Energies renouvelables

Mix électrique en France : le nucléaire bientôt hors d’usage ?

Mercredi 20 juin 2018, la fondation européenne Energy Union Choices (EUC) a publié les résultats de son étude (en anglais) à propos des opportunités françaises pour réussir sa transition énergétique, en faisant un usage plus propre, plus intelligent mais aussi moins coûteux des énergies. L’objectif à terme est de consommer moins d’énergie, de réduire l’impact de ces consommations sur l’environnement, et d’abandonner progressivement l’utilisation des énergies fossiles.

Selon les prévisions de la fondation, d’ici 2030, la part du nucléaire pourrait passer en dessous de 50 dans le mix électrique français. Un objectif permis grâce à deux leviers :

  • la baisse du coût d’exploitation des énergies renouvelables en France ;
  • une meilleure maîtrise de la consommation énergétique à échelle nationale.

La poussée du renouvelable pourrait aussi sonner l’arrêt définitif de l’utilisation du charbon, à l’horizon 2022. Dans le scénario développé par l’EUC, la part des énergies renouvelables pourrait représenter 51 % de la production électrique en France en 2030, dont 37 % d’éolien et de solaire.
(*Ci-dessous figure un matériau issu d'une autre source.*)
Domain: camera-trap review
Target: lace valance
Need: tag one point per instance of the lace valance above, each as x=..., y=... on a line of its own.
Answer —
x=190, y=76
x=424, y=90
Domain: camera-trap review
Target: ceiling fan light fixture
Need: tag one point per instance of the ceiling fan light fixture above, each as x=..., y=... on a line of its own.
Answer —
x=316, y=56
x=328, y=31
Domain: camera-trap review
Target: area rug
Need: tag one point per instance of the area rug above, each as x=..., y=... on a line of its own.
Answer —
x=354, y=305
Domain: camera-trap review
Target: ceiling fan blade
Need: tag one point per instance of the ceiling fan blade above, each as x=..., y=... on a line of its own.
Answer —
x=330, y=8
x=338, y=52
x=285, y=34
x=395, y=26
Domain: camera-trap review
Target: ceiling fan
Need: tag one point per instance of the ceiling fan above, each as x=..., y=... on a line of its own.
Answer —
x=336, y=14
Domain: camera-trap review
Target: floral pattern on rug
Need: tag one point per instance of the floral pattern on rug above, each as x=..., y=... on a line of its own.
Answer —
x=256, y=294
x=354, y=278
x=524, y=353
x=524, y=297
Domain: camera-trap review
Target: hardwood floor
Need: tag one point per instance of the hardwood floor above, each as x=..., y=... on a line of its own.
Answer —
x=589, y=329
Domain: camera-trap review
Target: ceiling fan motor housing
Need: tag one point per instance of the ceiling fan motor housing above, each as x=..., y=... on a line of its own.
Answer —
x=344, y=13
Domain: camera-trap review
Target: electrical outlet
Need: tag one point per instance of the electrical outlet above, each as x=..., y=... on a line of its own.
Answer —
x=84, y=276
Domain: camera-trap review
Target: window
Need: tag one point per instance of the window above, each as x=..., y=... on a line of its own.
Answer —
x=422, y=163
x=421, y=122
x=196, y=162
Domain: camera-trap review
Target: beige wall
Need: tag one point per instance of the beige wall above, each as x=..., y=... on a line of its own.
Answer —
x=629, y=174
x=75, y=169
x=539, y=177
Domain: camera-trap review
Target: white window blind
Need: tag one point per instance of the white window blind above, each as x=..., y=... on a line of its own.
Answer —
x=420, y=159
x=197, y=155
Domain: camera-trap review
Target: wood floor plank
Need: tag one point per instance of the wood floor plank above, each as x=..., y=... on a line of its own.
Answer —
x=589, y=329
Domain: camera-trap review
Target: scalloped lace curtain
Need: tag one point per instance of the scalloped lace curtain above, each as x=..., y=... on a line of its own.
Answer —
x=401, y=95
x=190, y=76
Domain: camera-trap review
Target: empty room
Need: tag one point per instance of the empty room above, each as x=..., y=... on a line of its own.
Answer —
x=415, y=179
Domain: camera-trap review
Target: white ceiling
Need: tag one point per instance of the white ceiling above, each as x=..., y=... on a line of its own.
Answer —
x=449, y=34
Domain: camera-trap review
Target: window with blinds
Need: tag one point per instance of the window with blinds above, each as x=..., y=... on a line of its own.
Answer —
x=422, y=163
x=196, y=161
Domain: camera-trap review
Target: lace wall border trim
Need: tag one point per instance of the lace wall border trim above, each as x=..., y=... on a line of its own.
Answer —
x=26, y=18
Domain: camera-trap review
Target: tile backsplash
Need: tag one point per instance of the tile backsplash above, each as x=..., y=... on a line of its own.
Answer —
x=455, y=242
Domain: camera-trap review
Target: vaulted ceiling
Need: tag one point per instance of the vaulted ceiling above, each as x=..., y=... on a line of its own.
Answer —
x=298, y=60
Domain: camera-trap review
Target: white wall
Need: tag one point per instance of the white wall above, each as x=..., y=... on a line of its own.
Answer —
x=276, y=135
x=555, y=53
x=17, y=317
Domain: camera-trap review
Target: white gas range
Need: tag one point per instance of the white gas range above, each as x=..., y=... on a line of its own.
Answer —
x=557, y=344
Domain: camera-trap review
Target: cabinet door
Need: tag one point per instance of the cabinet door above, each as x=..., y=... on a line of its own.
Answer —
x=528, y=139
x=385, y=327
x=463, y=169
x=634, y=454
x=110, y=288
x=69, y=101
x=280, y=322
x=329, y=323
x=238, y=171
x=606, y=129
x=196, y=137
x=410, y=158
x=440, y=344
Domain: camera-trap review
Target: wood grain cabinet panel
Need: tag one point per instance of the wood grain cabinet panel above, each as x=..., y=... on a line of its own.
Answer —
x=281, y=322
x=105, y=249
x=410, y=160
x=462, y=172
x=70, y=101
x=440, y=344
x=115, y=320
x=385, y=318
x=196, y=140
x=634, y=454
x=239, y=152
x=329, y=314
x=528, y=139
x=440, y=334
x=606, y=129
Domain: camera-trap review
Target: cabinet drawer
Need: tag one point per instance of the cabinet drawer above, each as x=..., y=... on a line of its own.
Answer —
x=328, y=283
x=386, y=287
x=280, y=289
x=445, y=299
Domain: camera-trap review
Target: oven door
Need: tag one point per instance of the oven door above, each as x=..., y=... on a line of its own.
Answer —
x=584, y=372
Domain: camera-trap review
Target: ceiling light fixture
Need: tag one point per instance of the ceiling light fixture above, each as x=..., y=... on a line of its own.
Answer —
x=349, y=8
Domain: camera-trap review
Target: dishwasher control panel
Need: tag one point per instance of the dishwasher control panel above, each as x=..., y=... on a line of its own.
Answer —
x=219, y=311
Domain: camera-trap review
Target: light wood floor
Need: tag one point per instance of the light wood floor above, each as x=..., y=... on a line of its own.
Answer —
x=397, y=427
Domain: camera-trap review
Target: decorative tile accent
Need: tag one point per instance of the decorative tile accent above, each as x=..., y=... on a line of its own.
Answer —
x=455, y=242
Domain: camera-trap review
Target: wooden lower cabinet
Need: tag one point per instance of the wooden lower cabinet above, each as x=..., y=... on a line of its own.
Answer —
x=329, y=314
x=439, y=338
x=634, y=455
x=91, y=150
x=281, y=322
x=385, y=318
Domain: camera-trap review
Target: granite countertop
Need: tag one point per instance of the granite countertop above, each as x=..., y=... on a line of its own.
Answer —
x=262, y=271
Le nucléaire comptera alors pour moins de 50 % du mix électrique dans l’Hexagone.

 

Énergies renouvelables en France : solaire et éolien en tête

Toujours selon l’étude, c’est grâce au déploiement du solaire et de l’éolien, les deux principaux pôles de production d’énergie renouvelable en France, que le pays pourra atteindre ses objectifs. Un effort qui s’accompagnerait :

  • d’une réduction des capacités nucléaires d’un tiers environ en 2030 ;
  • de la fermeture des centrales à charbon en 2022 ;
  • de la diminution des émissions de CO2 liées au secteur électrique.

Pour ce faire, la France devra être en mesure de résoudre une équation aussi stratégique que capitale :

  • tirer profit de la baisse rapide du coût des technologies permettant d’exploiter les énergies renouvelables ;
  • maîtriser les consommations d’énergies sur son territoire ;
  • coopérer avec les pays européens pour exploiter au mieux les énergies et les technologies à disposition.

Le scénario dessiné par l’EUC prévoit également un recours très restreint au gaz dans le mix électrique français, à hauteur de 2,3 % en 2030. Ces évolutions dans la consommation nationale devraient permettre de réduire les émissions de CO2 de 61 % dans le secteur électrique par rapport aux chiffres de 1990. L’empreinte carbone moyenne pourrait quant à elle descendre à 23 g de CO2 par kWh produit, contre 40 g aujourd’hui.